The already drugged warriors have been such losers and such a drag on us already. Making this legal is a BIG mistake.
I can understand a cancer patient with the drug, but not recreational users.
“From personal experience I can quite assure you the consequence of other people smoking their weed will definitely come back and bite other people in the A$$.”
So what?
Have you ever heard the concept of freedom explained by the statement “your freedom to swing your fist ends where my nose begins”? Just because the exercise of a freedom has the potential to impact others is no argument to ban the exercise. It is simply an argument that legal consequences may be necessary IF and WHEN that exercise impacts others.
Don't act the child. What you did here is a form of deliberate lying. You falsely equated my point that "medical" marijuana is a bunch of hooey, with wanting to deprive weak and old people of pain relief.

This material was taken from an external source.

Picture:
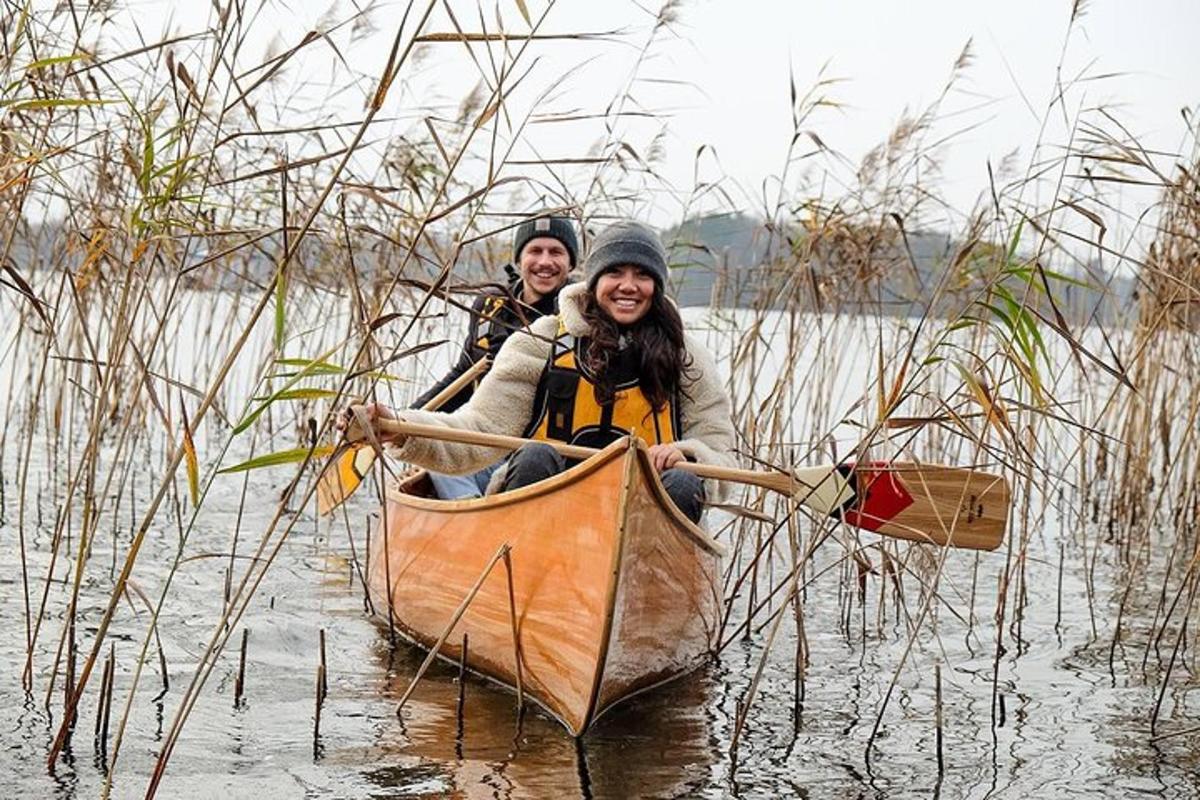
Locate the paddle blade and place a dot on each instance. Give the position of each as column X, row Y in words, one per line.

You are deceitfully ignoring the fact that THE VAST BULK are not "70 and 80 year old geriatric cases". If you are going to lie, I don't want you talking to me anyway.
What DiogenesLamp wants to do is liberty - what someone else wants to do is libertine. I get it now.
It's right up their with legalized sodomy and abortion in terms of moral validity.
You said in post #118 that it's not a moral issue - make up your mind.
And note that abortion kills a nonconsenting person, unlike pot use.
The legal definition of "sodomy" also includes such things as oral sex between two heterosexual partners.
You want to outlaw that, too?
You really do LOVE big government.
It's clear you don't know, so I'll enlighten you - MJ has been around for many, many many years, and in use. It DIDN'T just pop on the scene with legalization. As for use, consequences, etc., the only difference between now and then is that it's legal now. That's it. The ONLY difference. Nothing else has changed, really.